E lá já se vão os primeiros 200 dias da presidência de Jair Bolsonaro. Nada brilhantes, diga-se de passagem, pois fazem parte do período de ajuste aos planos que o presidente eleito deve ter na algibeira para o futuro do país. Até o momento vimos poucos projetos, muita balbúrdia, avanços e recuos, intolerância em alta, agressividade também, mas nada suficientemente letal para sepultar as esperanças dos brasileiros de que o pior já passou e que nos encontramos às vésperas de dias melhores.
Pessoalmente, tenho enorme dificuldade em enxergar Bolsonaro como presidente de todos os brasileiros. Continua em clima de campanha eleitoral, atira para todos os lados, inclusive nos que o apoiam e trata com rancor, desprezo e desdém os que não comungam com suas ideias.
Os que não jogam no seu time não querem o bem do Brasil: são comunistas. Também não cumpre a sua promessa de palanque de governar sem viés ideológico e por critérios técnicos, mas patrocina uma caça às bruxas de todos aqueles que já apertaram as mãos de Lula, incentivando uma radicalização ideológica de sua equipe mais próxima e de seus seguidores.

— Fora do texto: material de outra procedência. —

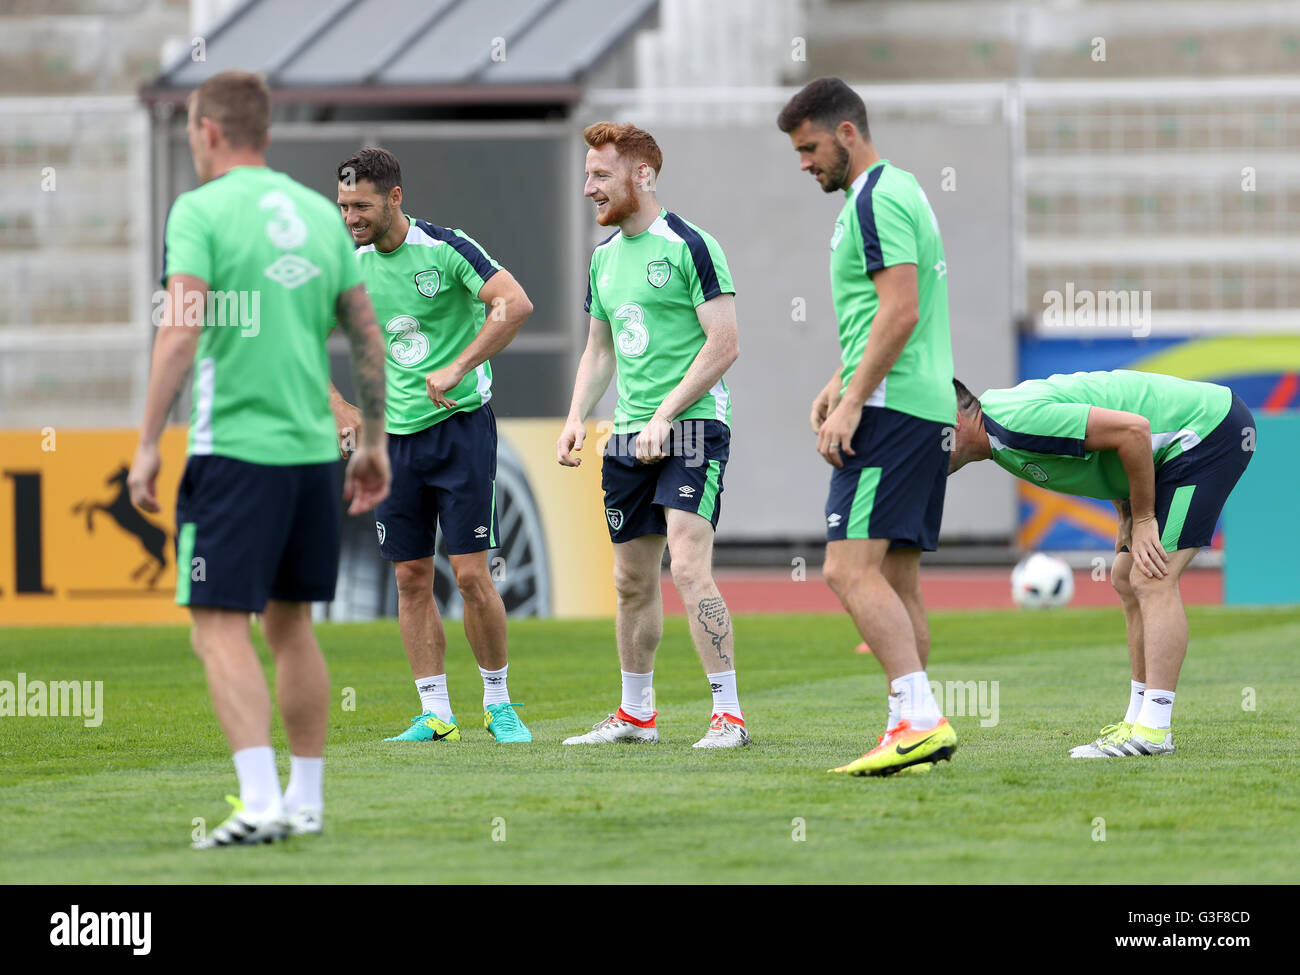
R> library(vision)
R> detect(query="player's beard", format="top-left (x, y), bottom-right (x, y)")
top-left (822, 140), bottom-right (851, 193)
top-left (355, 203), bottom-right (395, 246)
top-left (595, 173), bottom-right (639, 227)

O Bolsonarismo tornou-se um PT de direita.
Vejo no presidente e em seus filhos os maiores adversários do governo Bolsonaro, pois o mandatário não passa um dia sequer sem envolver-se em coisinhas que não deveriam merecer a atenção do presidente.

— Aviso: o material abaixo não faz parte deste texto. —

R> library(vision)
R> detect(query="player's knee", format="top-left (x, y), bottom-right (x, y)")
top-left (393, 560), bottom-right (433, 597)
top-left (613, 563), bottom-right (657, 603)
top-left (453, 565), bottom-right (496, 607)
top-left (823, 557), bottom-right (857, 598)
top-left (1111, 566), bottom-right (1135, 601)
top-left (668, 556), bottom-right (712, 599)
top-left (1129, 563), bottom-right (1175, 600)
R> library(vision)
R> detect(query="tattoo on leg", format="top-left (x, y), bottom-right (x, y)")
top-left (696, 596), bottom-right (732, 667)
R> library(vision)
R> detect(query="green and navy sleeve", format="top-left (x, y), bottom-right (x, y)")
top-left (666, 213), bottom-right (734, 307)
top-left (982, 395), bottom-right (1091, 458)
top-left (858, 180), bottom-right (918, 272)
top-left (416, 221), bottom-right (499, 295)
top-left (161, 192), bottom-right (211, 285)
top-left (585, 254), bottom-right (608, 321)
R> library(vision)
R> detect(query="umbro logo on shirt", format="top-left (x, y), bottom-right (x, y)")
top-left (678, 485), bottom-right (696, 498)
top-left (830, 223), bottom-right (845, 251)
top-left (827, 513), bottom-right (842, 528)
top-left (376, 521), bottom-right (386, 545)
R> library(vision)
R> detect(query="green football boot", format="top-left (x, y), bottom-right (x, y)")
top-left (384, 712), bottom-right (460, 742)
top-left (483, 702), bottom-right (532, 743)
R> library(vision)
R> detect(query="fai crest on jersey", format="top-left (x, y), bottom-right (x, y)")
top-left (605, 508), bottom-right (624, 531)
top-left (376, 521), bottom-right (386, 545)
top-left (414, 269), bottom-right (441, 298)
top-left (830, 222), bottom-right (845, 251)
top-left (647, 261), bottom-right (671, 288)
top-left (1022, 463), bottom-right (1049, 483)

É pródigo em disparates que só causam constrangimentos e confusão e que normalmente requerem uma “reinterpretação” de um membro de sua equipe. Os seus filhos, os “garotos”, constantemente se envolvem nos negócios de estado e representam o núcleo duro no governo do pai.
A meu ver, o primeiro grande momento do governo Bolsonaro foi a aprovação da Reforma da Previdência pela Câmara dos Deputados, obra do ministro Paulo Guedes que, com Sergio Moro, representa a parte sólida e confiável do governo.

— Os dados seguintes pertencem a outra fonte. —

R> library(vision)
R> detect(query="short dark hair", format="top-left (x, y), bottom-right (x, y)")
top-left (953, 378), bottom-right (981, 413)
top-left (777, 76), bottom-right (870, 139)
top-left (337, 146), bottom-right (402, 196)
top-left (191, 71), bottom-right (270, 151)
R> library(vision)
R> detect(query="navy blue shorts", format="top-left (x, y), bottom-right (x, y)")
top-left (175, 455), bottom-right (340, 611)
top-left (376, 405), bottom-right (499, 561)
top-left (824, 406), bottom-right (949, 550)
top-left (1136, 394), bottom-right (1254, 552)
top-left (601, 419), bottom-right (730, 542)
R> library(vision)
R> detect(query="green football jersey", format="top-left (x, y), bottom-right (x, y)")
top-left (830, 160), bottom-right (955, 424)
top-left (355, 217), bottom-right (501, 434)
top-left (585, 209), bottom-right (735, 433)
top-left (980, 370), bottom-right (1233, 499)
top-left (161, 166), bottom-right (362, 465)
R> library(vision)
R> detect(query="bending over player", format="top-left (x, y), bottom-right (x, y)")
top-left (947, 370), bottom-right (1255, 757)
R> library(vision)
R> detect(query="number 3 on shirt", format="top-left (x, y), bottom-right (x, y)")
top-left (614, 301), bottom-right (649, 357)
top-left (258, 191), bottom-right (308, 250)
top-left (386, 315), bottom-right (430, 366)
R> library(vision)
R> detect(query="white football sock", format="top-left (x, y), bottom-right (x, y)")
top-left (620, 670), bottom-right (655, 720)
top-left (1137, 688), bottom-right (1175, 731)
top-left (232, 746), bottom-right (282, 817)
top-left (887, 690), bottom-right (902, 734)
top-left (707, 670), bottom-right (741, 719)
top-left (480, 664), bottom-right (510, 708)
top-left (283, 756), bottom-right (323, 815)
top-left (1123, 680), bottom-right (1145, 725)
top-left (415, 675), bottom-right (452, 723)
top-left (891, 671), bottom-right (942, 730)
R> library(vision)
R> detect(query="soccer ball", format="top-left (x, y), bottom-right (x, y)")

Rodrigo Maia, presidente da Câmara, foi o autor do primeiro gol do governo, o que pode tê-lo alavancado a uma alternativa conservadora nas eleições presidenciais de 2022.
Incompreensível e inaceitável a oposição ortodoxa do PT e afins, que votaram contra a reforma, fundamental para a sobrevivência imediata do país.
A assinatura do acordo comercial Mercosul-União Europeia foi outro tiro na mosca do governo. Negociado durante 20 anos, a assinatura promete um mercado de 500 milhões de consumidores e encheu de expectativas os setores produtivos do país.
Profundamente questionável tornou-se a decisão presidencial de nomear o seu filho 03, Eduardo, para embaixador nos Estados Unidos, cereja do bolo de qualquer diplomata de carreira.
Sem a menor qualificação técnica para o cargo, a decisão do presidente de nomear o filho representa a volta à “velha política”, que Bolsonaro abjura e demoniza, além de representar um ato definitivamente condenável, sob o ponto de vista ético e moral, principalmente para quem se arvora o título de “moralizador do país”.
Tenho a leve impressão de que o interesse maior de Eduardo não reside na embaixada brasileira, mas sim no cultivo da proximidade de Steve Bannon, preparador intelectual de líderes de extrema-direita e de Olavo de Carvalho, guru ideológico do clã Bolsonaro, pois não é segredo para ninguém que o sonho de Eduardo é tornar-se o grande líder da direita mundial.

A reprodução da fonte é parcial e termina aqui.